Jay Cunningham

No. 21
- Positions: Cornerback, return specialist

Personal information
- Born: October 9, 1943 (age 82) Youngstown, Ohio, U.S.
- Listed height: 5 ft 10 in (1.78 m)
- Listed weight: 185 lb (84 kg)

Career information
- High school: South (Youngstown)
- College: Bowling Green (1961–1964)
- AFL draft: 1965: 14th round, 111th overall pick

Career history
- Boston Patriots (1965–1967); San Diego Chargers (1969)*;
- * Offseason or practice squad member only
- Stats at Pro Football Reference

= Jay Cunningham =

American football player (born 1943)

Jay Cunningham (born October 9, 1943) is an American former professional football cornerback who played for the Boston Patriots of the American Football League (AFL). He played college football for the Bowling Green Falcons, and was selected by the Patriots in the 14th round of the 1965 AFL draft.

==Early life==
Jay Cunningham was born on October 9, 1943, in Youngstown, Ohio. He attended South High School in Youngstown.

==College career==
Cunningham enrolled at Bowling Green State University (BGSU) to play college football for the Falcons as a halfback. He was on the freshman team in 1961, and was a three-year varsity letterman from 1962 to 1964. He earned All-Mid-American Conference honors each season he was on the varsity team, recording varsity career totals of 1,258 rushing yards, 32 receptions, 21 rushing touchdowns, and 23 total touchdowns. Cunningham was inducted into the BGSU Athletic Hall of Fame in 1991.

==Professional career==
Cunningham was selected by the Boston Patriots in the 14th round, with the 111th overall pick, of the 1965 AFL draft as a cornerback. He played in 40 games, starting one, for the Patriots from 1965 to 1967, totaling three interceptions for 70 yards and one touchdown, one safety, 64 kick returns for 1,372 yards, and 22 punt returns for 140 yards. Cunningham's 627 kick return yards in 1967 were the third-most in the AFL. He was released on September 3, 1968, before the start of the 1968 AFL season.
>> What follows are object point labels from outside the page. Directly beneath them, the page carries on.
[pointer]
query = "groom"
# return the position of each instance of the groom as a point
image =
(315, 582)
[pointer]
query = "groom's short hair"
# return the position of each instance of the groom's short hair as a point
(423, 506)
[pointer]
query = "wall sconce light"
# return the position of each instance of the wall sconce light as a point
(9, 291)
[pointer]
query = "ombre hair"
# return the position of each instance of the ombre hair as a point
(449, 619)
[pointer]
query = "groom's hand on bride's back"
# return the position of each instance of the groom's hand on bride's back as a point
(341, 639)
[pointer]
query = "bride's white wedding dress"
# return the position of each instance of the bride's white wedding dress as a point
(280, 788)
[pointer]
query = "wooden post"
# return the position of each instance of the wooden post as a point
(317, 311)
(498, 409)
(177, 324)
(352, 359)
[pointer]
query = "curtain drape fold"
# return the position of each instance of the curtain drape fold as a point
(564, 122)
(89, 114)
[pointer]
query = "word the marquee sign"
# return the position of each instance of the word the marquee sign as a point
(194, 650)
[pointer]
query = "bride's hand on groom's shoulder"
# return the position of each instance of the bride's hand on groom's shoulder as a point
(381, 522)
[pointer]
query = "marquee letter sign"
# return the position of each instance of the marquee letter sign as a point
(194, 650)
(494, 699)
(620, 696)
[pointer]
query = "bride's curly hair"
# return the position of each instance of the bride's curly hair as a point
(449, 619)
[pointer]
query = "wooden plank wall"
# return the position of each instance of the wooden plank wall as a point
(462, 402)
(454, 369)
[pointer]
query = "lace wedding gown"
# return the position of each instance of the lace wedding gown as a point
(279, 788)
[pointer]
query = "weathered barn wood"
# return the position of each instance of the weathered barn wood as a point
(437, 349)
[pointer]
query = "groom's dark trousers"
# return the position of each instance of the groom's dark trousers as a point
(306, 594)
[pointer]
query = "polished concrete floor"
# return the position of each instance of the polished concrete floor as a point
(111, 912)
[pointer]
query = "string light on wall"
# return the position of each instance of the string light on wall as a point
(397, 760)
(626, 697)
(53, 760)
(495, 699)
Cunningham signed with the AFL's San Diego Chargers in early June 1969. He sprained his wrist during a preseason game on August 16, 1969, and was released on August 28, 1969, before the final preseason game.

==Post-playing career==
After his AFL career, Cunningham returned to Bowling Green State to serve as a football coach and work with the Student Development Program. He then coached football at Alabama A&M, Southern Illinois, and Louisville. He was later the head football coach at St. Augustine High School in New Orleans.